Evaluating vectors for the design of a spillover-disrupting Lassa virus transmissible vaccine

by Scott L. Nuismer, Christopher H. Remien, Bruno Ghersi, Jenna Nichols, James Bangura, Emmanuel Amara, Marilyn C. Kanu, Osman T. Kanu, Edwin G. Lavalie, Mohamed Turay, Patrick L. K. Swaray, Mohamed A. Vandi, Joseph Hughes, Heinz Feldmann, Kyle Rosenke, Michael A. Jarvis, Andrew J. Davison

Lassa fever is a viral zoonotic disease that sickens tens of thousands of people each year when it spills over from its rodent reservoir throughout West Africa. Despite the burden this persistent spillover places on public health, stopping it has proven to be an intractable challenge despite decades of investment and effort. A revolutionary solution is the development of a transmissible vaccine that can spread through the rodent population resulting in immune coverage sufficient to eliminate Lassa virus transmission. Here, we evaluate the feasibility of a transmissible vaccine constructed from native cytomegaloviruses (CMVs) previously isolated from the natural reservoir of Lassa virus, Mastomys natalensis.
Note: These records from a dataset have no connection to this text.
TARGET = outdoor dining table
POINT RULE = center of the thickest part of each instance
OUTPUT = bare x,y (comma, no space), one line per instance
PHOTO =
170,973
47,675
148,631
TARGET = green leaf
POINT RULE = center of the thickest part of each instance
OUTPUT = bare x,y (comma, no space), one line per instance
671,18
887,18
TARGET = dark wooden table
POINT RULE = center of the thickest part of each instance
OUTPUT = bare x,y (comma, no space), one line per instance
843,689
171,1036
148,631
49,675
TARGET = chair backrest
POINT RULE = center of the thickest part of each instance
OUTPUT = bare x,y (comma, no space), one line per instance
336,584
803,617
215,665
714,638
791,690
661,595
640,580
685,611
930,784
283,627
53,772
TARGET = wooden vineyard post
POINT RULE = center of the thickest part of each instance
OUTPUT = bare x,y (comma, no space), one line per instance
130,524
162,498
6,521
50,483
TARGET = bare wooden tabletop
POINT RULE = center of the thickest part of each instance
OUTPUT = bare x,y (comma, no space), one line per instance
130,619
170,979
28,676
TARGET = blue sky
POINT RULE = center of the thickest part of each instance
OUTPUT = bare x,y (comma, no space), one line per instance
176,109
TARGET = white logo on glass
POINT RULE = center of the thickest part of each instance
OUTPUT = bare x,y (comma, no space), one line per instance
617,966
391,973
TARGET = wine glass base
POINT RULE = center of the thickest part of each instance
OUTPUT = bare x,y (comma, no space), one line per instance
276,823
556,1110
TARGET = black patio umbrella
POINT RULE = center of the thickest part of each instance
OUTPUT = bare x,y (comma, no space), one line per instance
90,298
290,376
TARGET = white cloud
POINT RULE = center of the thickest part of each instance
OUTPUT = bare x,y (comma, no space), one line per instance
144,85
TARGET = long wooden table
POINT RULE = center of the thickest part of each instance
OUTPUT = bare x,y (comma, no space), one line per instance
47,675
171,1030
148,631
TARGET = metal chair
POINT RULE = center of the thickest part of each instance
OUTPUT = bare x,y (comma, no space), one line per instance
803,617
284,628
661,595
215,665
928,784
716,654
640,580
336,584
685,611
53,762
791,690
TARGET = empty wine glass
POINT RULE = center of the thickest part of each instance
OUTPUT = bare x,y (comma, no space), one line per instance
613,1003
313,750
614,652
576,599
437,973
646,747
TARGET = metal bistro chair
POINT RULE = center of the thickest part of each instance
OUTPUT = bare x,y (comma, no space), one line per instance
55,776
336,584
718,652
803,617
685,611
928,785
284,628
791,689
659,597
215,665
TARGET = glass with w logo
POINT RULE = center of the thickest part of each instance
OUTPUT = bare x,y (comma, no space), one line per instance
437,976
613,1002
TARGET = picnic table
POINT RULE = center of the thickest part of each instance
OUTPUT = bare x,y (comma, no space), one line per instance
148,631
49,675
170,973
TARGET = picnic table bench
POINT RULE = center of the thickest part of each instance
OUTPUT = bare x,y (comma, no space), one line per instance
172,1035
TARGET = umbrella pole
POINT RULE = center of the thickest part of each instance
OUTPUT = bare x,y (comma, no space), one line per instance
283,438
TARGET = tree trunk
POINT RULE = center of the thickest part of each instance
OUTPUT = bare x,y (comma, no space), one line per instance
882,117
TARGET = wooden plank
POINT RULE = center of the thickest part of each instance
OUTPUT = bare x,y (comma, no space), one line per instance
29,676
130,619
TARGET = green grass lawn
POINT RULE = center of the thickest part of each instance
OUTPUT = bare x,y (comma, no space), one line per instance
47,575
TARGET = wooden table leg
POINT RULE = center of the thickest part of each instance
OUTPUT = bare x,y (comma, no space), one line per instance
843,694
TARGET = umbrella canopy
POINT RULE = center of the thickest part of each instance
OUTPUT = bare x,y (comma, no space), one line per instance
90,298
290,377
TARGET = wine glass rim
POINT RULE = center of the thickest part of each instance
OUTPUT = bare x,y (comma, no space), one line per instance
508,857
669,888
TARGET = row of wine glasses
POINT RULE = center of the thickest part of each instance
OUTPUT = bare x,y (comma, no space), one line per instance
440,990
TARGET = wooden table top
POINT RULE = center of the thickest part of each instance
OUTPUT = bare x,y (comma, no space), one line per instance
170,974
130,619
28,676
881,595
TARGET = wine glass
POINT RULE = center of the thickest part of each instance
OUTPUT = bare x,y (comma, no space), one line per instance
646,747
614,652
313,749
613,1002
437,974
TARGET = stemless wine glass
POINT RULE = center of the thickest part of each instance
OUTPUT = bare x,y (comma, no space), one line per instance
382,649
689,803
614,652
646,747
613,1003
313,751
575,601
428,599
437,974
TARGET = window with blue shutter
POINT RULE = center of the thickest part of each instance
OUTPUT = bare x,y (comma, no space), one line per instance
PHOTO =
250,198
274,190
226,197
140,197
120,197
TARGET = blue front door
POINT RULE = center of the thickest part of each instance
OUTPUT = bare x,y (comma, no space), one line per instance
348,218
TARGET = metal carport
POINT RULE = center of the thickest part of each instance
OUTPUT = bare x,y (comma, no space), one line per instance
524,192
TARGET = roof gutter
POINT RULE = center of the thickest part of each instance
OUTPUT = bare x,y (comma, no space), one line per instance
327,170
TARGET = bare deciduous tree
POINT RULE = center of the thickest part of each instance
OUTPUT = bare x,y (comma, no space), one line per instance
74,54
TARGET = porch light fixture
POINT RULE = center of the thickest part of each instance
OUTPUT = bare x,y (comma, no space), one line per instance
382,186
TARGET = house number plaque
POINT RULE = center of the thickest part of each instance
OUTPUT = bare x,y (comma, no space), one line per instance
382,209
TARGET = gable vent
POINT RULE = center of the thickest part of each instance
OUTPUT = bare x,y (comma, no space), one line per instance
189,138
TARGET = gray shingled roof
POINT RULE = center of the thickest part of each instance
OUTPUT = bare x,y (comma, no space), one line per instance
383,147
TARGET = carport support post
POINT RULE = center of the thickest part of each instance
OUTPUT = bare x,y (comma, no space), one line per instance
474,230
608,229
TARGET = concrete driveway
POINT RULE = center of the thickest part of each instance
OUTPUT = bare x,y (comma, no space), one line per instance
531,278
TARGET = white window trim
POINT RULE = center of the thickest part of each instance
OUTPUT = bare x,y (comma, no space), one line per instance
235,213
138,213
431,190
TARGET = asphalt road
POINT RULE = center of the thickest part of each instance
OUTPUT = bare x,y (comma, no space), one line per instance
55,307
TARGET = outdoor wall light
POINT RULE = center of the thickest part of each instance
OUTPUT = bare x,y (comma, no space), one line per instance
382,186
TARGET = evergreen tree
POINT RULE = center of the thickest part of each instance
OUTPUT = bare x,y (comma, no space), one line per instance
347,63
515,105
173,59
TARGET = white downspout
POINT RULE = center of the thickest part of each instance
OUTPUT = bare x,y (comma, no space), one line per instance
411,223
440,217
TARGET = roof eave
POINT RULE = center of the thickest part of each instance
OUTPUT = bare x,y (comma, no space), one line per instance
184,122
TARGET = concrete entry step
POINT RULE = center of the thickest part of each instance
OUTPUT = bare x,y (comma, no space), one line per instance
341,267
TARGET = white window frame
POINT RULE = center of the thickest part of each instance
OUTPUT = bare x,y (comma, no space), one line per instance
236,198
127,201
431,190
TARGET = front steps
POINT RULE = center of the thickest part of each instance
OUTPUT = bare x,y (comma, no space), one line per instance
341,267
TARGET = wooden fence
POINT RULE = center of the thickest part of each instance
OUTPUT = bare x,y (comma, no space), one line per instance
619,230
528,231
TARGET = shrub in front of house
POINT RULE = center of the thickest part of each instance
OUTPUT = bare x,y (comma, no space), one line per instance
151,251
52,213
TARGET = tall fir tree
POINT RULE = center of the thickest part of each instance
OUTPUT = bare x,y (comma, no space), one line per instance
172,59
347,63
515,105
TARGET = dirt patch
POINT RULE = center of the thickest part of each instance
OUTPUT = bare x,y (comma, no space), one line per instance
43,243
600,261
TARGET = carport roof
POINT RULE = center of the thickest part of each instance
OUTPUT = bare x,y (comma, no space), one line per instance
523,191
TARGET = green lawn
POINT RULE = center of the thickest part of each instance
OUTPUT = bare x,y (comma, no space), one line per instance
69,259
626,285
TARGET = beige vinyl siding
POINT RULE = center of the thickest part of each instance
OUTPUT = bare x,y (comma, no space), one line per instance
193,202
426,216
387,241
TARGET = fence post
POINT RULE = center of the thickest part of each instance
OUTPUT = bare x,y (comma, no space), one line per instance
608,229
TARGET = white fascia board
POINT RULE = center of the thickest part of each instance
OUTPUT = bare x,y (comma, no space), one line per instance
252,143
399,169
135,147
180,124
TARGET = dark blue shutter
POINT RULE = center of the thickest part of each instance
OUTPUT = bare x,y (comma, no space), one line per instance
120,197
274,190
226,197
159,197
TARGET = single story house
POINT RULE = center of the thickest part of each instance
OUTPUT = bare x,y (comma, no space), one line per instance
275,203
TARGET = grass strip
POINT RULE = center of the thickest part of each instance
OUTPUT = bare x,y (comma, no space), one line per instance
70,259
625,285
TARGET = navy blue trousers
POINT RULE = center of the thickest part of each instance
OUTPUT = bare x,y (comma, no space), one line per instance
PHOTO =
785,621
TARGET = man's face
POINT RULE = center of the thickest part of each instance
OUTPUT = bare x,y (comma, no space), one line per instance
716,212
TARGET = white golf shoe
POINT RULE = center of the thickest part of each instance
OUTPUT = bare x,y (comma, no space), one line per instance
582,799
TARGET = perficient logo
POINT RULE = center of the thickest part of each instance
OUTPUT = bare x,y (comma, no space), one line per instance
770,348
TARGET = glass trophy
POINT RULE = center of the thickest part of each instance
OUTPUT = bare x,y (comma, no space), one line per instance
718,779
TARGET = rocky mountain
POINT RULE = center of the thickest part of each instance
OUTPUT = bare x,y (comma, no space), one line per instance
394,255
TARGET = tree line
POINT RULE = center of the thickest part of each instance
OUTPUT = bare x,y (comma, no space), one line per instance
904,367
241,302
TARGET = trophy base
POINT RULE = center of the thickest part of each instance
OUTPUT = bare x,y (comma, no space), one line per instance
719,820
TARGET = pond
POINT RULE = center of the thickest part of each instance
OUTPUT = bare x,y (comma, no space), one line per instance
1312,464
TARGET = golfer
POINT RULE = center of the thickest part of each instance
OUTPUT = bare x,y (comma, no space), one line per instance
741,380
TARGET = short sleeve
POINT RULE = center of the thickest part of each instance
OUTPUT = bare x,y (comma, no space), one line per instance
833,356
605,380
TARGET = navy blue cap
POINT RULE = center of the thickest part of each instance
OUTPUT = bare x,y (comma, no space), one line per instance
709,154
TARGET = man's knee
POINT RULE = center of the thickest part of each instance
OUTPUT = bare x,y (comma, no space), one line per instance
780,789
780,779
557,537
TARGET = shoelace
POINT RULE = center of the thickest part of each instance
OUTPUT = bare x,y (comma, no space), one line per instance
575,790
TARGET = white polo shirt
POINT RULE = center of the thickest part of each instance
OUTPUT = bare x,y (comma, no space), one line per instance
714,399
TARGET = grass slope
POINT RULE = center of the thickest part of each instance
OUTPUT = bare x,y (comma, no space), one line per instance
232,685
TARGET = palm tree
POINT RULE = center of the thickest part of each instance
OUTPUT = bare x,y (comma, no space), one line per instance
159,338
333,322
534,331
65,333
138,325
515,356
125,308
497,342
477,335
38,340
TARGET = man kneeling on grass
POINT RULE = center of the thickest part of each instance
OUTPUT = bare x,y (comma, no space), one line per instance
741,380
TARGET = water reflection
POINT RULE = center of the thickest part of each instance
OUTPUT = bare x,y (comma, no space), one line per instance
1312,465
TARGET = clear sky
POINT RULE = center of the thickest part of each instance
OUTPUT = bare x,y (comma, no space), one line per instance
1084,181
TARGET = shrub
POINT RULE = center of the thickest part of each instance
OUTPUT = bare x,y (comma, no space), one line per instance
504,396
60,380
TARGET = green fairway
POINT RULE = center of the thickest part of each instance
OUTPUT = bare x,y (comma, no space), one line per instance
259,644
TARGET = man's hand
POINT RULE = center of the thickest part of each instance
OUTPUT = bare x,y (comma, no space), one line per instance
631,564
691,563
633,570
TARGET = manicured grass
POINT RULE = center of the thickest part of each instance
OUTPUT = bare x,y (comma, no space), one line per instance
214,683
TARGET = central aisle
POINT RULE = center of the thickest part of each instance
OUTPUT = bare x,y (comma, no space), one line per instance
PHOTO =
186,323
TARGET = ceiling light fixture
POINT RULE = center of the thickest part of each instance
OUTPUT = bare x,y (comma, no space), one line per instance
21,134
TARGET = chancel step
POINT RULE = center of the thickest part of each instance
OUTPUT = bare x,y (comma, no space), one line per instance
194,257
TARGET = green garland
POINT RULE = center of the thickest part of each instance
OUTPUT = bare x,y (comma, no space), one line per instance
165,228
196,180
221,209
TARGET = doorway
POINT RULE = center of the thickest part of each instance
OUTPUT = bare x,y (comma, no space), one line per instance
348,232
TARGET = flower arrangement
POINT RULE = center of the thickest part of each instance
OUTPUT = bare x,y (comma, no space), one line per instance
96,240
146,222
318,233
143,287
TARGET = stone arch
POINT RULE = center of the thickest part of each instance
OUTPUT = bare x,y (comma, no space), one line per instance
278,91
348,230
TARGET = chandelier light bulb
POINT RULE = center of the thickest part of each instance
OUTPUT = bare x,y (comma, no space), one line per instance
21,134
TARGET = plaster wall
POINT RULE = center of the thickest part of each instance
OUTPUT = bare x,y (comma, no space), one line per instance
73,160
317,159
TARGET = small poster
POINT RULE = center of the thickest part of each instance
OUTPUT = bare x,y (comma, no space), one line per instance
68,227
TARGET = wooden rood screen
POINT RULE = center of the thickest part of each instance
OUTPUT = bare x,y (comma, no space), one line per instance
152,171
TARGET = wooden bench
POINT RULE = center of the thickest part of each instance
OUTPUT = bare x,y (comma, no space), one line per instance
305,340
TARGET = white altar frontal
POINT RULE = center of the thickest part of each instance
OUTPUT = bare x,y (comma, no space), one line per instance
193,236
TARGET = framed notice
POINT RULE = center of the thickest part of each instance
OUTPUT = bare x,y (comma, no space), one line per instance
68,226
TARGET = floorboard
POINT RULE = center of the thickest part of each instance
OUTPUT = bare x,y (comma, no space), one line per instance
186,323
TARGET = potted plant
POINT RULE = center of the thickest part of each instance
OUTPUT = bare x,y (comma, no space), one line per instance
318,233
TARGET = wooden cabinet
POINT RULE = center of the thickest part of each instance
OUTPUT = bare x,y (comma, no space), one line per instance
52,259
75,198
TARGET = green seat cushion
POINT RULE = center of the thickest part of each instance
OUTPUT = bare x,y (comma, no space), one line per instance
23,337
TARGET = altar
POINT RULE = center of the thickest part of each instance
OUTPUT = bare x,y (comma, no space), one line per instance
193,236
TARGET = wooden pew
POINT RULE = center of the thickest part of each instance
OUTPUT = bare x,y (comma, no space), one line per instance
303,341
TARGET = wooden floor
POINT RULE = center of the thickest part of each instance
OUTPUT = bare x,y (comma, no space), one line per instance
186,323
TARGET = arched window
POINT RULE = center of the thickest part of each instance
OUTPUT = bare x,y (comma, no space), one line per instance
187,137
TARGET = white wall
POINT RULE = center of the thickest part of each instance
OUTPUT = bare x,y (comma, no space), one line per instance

Using a combination of field sampling, large-scale CMV genome characterization, and mathematical models parameterized using Bayesian methods, we quantified transmission rates and interactions among viruses in northern Sierra Leone. The results demonstrate that two of the three previously isolated CMVs co-infect freely and have R0 values consistent with autonomous elimination of Lassa virus from its rodent reservoir. These results set the stage for the development of a CMV vectored transmissible vaccine that could stop the spillover of Lassa virus throughout West Africa.